The amount of glutamate at the synapse of the rod or cone is inversely proportional to the number of photons absorbed. The more light the reaches the rods or cones, the less glutamate there will be at the synapse.
What happens when glutamate is reduced?
Reduction in glutamate is a signal to the bipolar cells that a rod or a cone has captured a photon, which then travels through to the ganglion cells and onwards to the brain through the optic nerve.
Receptive field
The region in visual space to which a neuron responds.
Every neuron responds to light in it’s own region of the visual field.

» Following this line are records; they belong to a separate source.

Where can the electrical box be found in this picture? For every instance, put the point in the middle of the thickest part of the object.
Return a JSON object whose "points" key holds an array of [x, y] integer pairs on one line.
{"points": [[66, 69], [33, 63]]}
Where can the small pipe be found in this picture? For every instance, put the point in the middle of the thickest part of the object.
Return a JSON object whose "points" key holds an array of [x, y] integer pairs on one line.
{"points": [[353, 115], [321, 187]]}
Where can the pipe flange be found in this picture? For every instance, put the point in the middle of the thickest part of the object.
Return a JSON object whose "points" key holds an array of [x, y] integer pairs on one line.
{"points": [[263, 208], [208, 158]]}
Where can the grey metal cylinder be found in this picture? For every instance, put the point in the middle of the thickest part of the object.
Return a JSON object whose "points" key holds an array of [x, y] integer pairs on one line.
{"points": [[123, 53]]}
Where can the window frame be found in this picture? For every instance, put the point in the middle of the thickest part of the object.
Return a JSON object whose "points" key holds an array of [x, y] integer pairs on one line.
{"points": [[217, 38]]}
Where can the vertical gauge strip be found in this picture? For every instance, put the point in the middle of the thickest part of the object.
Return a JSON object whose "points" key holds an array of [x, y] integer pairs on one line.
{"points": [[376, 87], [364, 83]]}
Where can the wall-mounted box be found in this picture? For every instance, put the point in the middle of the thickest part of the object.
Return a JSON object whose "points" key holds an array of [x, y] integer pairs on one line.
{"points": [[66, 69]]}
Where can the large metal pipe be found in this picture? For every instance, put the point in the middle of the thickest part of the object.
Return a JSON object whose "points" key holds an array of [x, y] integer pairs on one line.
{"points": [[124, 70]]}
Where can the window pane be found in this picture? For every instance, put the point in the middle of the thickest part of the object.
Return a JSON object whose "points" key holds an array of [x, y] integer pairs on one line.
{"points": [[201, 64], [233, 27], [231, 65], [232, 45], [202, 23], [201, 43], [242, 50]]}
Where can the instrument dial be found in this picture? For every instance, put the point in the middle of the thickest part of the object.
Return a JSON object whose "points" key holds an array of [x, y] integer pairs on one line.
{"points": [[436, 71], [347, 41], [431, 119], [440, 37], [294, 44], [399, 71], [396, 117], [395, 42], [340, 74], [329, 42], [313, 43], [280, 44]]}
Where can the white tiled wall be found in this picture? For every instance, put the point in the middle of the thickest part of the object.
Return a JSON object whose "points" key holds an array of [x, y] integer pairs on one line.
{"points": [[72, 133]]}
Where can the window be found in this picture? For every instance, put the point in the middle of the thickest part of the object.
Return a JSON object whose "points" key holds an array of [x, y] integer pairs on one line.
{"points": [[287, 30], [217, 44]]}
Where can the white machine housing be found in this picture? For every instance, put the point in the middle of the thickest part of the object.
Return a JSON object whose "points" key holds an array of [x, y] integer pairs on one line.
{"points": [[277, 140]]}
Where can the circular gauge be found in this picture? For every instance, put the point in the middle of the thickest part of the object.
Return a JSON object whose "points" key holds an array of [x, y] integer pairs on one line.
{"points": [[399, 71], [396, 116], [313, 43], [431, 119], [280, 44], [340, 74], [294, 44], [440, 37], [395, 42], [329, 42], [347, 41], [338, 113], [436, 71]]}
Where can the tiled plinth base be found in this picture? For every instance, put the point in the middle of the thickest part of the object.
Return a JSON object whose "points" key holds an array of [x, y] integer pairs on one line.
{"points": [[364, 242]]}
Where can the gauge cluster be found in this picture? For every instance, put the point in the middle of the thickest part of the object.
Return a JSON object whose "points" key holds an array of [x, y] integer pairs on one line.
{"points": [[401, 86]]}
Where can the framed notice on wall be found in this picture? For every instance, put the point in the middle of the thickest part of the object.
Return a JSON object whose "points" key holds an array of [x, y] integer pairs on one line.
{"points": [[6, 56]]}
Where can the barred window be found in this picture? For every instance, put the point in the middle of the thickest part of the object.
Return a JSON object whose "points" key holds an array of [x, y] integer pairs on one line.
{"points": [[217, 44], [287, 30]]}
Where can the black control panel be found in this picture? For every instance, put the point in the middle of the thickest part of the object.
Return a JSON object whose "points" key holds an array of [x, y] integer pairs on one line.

ON-centre receptive fields
Excitation when light is directly in the centre, but inhibited by light in the surround..
OFF-surround receptive fields
Inhibited by light in the centre, excitation when light is in the surround.
Lateral inhibition
Reduction in cell firing rate due to stimulation outside the centre of the receptive field into the surround.
The cell responds the most when spot size is perfectly matched to the centre.
This is why you are able to identify edges in an image.